The SR-50 measured 5-3/4 inches long by 3-1/8 inches wide by 1-3/16 inches high (147 mm by 78 mm by 31 mm) and was powered by a rechargeable NiCad battery pack, built from three soldered AA cells. It had 40 keys, and flat sliding switches for degrees/radians and on/off. "SR" stood for "slide rule."
The SR-50 had a red LED display with a signed ten-digit mantissa plus a signed two-digit exponent for floating point numbers (negative values were indicated with a leading minus sign and positive values with no sign). Internally, calculations were performed with a 13-digit mantissa, providing much greater calculation accuracy than the 10-digit precision of most scientific calculators of the time. After the leading sign, digits consisted of a seven-segment display plus decimal point. A blinking display indicated an error, such as a calculation error or an overflow or underflow condition.

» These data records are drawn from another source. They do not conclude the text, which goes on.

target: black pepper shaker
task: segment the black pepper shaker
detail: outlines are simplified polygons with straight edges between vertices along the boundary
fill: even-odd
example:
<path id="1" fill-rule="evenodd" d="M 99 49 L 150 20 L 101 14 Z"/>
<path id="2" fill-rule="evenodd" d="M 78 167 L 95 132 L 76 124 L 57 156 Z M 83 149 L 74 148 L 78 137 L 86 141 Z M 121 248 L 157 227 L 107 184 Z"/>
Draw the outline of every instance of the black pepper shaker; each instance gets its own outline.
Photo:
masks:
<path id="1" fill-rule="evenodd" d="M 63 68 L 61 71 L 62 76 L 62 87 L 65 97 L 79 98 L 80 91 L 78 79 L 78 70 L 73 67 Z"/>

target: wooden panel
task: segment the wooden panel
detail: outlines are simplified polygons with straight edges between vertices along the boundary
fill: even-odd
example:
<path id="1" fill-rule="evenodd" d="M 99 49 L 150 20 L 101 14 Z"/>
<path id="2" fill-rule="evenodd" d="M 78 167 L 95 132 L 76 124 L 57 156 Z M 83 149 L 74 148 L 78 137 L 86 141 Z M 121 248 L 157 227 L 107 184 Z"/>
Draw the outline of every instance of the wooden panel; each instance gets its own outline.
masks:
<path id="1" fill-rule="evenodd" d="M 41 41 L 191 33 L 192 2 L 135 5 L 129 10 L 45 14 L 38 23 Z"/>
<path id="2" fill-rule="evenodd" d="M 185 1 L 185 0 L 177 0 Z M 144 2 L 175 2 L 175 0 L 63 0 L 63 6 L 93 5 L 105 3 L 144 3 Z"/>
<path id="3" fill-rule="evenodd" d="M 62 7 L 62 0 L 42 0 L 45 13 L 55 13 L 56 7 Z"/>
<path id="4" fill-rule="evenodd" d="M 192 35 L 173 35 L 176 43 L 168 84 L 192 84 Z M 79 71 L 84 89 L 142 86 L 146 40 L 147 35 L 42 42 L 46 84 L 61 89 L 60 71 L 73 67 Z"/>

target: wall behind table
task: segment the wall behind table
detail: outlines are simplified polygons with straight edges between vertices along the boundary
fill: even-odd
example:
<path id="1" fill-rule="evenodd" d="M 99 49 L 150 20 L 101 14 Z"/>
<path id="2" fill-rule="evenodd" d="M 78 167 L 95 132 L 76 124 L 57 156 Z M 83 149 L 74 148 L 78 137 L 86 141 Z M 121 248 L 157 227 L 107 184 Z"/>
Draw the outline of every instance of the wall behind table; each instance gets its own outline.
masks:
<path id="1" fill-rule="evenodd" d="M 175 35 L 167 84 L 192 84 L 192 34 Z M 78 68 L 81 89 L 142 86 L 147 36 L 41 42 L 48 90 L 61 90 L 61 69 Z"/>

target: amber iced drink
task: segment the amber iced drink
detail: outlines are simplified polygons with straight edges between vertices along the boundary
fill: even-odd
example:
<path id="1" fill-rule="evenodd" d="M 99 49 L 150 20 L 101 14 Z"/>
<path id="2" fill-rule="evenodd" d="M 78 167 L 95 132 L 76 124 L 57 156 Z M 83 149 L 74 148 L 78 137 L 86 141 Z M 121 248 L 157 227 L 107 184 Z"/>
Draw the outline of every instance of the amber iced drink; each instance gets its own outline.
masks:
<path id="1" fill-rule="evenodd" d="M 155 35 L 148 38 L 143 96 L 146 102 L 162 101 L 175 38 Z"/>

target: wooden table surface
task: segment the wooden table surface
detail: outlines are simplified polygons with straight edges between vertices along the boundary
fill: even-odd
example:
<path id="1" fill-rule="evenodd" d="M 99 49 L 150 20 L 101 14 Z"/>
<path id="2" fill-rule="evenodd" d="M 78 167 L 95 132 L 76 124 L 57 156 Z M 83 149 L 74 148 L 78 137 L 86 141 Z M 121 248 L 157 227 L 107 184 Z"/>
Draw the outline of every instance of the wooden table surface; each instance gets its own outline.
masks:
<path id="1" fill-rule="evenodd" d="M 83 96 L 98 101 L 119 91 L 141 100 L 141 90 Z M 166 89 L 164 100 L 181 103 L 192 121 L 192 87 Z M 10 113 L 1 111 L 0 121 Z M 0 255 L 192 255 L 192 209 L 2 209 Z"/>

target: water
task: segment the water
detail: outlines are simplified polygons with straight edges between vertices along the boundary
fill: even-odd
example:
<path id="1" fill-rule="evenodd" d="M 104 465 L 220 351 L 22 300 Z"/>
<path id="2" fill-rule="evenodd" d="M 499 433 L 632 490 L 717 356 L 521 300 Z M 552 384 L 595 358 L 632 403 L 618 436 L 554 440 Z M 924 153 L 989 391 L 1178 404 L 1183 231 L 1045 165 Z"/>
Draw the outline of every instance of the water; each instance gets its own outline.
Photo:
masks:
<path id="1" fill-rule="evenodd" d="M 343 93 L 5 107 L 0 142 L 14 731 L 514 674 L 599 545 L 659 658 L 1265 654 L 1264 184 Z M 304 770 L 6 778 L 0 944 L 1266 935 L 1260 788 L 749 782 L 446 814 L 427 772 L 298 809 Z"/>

Like most scientific calculators, the SR-50 used ordinary infix notation, as opposed to the postfix Reverse Polish Notation (RPN) employed by its competitor, the Hewlett Packard HP-35. The SR-50 followed the standard order of operations by performing unary (single-argument) operations (reciprocal, square, square root, log, trig and hyperbolic trig functions) immediately, and multiplication, division, root, and power operations before addition and subtraction operations. As an example, the keypresses to calculate "3 x log(4) + 5" was entered almost as written, namely "3 x 4 log + 5 =". This is because the calculator would execute the log function before performing the multiplication operation, and complete the multiplication operation before executing the addition operation. It did so by having unary operations operate on the X register, addition and subtraction operate on the X and Z registers, and multiplication, division, power, and root functions operate on the X and Y registers in its operational stack.